神獣がつかさどっていた「法」

 

 阿辻哲次


あけましておめでとうございます。本年もどうぞよろしくお願い申しあげます。

大学に勤めていた時、法学部の学生から、「法」が《水》と《去》でできているのは、法律で悪を水に流してしまうということなのか、と質問されたことがある。面白い解釈だが、しかし「法」はもともと灋という非常に複雑な字形で書かれており、《水》と《去》だけでは説明がつかない。

この「灋」の右側は、《廌》という文字の下に《去》を配置した形になっている。《廌》(音読みはチまたはタイ)は「解廌(かいち)」(または「解豸」)という、天が瑞祥(ずいしょう)として地上に出現させる想像上の一角獣で、この神秘的な動物には物事の当否や善悪を判断できる能力が備わっていて、その能力で裁判の判決を下したという。

古代社会では人間の理性による認識と判断で物事を処理するのではなく、なんらかの方法で超自然的存在の力を借り、それを中心として社会が運営されていた。裁判においても同じように、私たちの常識とはまったくことなった方法で判決が下された。現代からは想像もできない「神明裁判」(神意によって判決を下す審判)に使われたのが、想像上の一角獣である解廌だった。

ただし解廌は神獣だから、実際にそんな動物がいたわけではない。それはあくまでも伝説で、大昔には法廷に連れてこられた解廌が正邪を判断し、ウソをついている人間をツノで突いた、と信じられていた。このとき解廌に突かれた方が敗訴するわけで、敗訴した人間は川に流し去られた。だから「法」の本来の字形である「灋廌」では、《水》(=川)の右側に《廌》と《去》がある、というわけだ。

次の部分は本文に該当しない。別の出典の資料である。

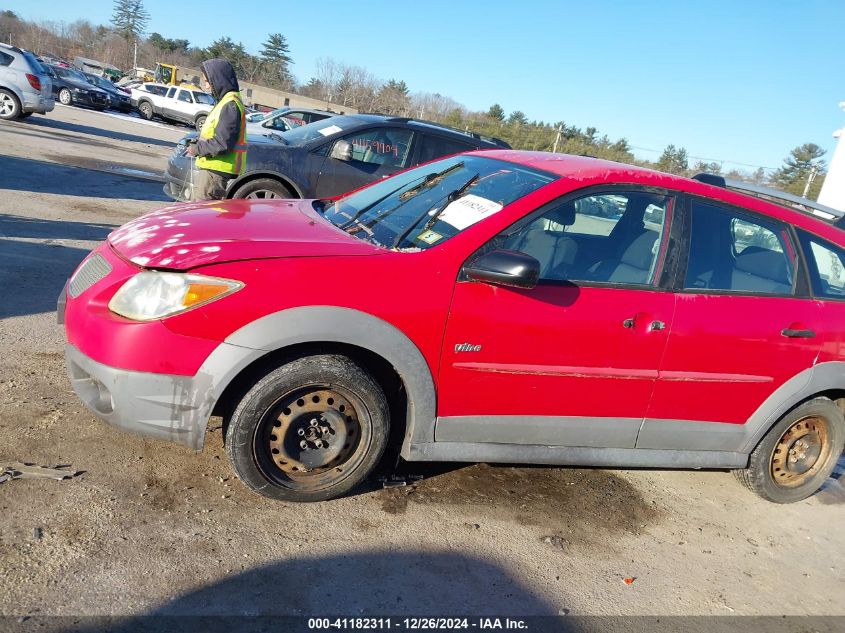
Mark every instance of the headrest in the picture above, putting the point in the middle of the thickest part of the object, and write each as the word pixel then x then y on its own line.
pixel 762 262
pixel 640 252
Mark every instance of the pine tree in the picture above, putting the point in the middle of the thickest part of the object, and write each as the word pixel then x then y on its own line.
pixel 275 53
pixel 803 163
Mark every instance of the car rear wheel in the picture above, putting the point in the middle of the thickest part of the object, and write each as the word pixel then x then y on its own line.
pixel 10 107
pixel 311 430
pixel 263 188
pixel 798 453
pixel 146 110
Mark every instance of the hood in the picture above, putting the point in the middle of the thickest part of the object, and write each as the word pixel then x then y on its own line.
pixel 190 235
pixel 221 76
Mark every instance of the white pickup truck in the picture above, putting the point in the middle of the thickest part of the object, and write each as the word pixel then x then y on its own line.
pixel 172 103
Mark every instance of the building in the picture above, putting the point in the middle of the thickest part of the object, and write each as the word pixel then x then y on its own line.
pixel 833 189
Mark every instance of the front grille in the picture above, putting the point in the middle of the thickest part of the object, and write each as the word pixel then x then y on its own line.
pixel 92 270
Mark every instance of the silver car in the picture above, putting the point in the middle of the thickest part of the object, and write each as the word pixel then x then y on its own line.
pixel 24 86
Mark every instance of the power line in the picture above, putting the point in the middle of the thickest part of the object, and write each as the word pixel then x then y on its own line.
pixel 710 160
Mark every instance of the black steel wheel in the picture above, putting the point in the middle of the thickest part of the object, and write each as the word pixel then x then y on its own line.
pixel 263 189
pixel 798 454
pixel 310 430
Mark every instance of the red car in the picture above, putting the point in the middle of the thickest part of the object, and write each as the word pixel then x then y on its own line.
pixel 494 306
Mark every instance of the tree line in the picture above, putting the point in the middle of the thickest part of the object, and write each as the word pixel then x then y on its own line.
pixel 803 171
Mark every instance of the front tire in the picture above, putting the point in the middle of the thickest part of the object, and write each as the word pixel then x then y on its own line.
pixel 798 453
pixel 10 107
pixel 311 430
pixel 263 188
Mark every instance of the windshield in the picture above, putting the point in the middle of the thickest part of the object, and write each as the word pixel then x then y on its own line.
pixel 203 97
pixel 318 129
pixel 426 206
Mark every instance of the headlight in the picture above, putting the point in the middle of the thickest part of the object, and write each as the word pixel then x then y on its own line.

古代中国で信じられていた法という概念は、「水」と「神獣」と「去る」という三つの要素で作られていたのだが、「灋」があまりにも難しい字形なので、のちに《廌》の部分を削って、右側を《去》だけにした。それがいまの「法」という漢字である。そう考えれば、法律で悪を水に流すのが「法」だと解釈するのも、まんざらまちがいではないといえよう。